Blue Crush Movie Review
Relative newcomer Kate Bosworth plays Anne Marie, unofficial leader of a trio of surfer chicks and the only one who's tasted fame. Three years prior, she aced a teen championship and flirted with the pro circuit, but a head-on collision with the coral reef resulted in a near-death drowning incident that Anne Marie just can't shake. Her reluctance to get back on the board threatens her final shot at the Pipeline Championship, and the sponsorships and recognition that come with the pro surfing tour.
Blue Crush works best as a travelogue for Oahu and the Hawaiian island's fantastic surf. Director John Stockwell energizes routine long-board sequences with daredevil camera angles and a dynamic pop-rock soundtrack. The film's never at a loss for sand, sun, or skin.

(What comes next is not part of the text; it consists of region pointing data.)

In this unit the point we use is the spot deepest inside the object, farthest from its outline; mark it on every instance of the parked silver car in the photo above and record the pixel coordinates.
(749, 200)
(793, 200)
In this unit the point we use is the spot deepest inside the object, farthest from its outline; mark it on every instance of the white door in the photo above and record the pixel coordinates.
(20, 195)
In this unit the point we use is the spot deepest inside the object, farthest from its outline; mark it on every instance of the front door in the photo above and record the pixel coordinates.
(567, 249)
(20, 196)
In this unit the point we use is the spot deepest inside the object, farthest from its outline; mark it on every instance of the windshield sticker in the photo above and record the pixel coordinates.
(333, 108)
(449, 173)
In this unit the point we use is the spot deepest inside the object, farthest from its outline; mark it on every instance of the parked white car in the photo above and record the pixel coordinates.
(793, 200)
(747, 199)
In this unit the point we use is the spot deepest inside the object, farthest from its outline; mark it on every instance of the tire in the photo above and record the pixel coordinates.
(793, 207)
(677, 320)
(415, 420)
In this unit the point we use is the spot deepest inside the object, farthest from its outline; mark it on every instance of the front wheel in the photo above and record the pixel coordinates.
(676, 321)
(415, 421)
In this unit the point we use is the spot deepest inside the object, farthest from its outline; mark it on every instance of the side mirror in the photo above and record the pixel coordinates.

But once Crush aspires to be anything but a "beach & babes" bash, the entire production runs aground like a beached whale. Anne Marie enters an unlikely relationship with an out-of-town hunk (Matthew Davis), despite the fact that he's an NFL quarterback and she's a headstrong housekeeper at a local resort. And one unconvincing subplot has Anne Marie juggling the welfare of her 14-year-old sister (their mother ran out on them years ago). Even Disney's animated Lilo & Stitch, which featured Hawaiian sisters in a similar situation, was smart enough to realize that Social Services would be all over this case with a fine-tooth beach comb.
In an attempt to flush out Orlean's original article, screenwriter Lizzy Weiss overlooks the inherent drama of a woman attempting to compete in a male-dominated sport and aims for implausible and tired clichés. Crush builds without logic, picking up and dropping plot points or character traits when it needs to manipulate emotions. The sunny disposition proposed by Crush gets blocked out, and the endless crashing wave sequences will likely leave you feeling waterlogged.
All I need is a bikini top and same tasty waves.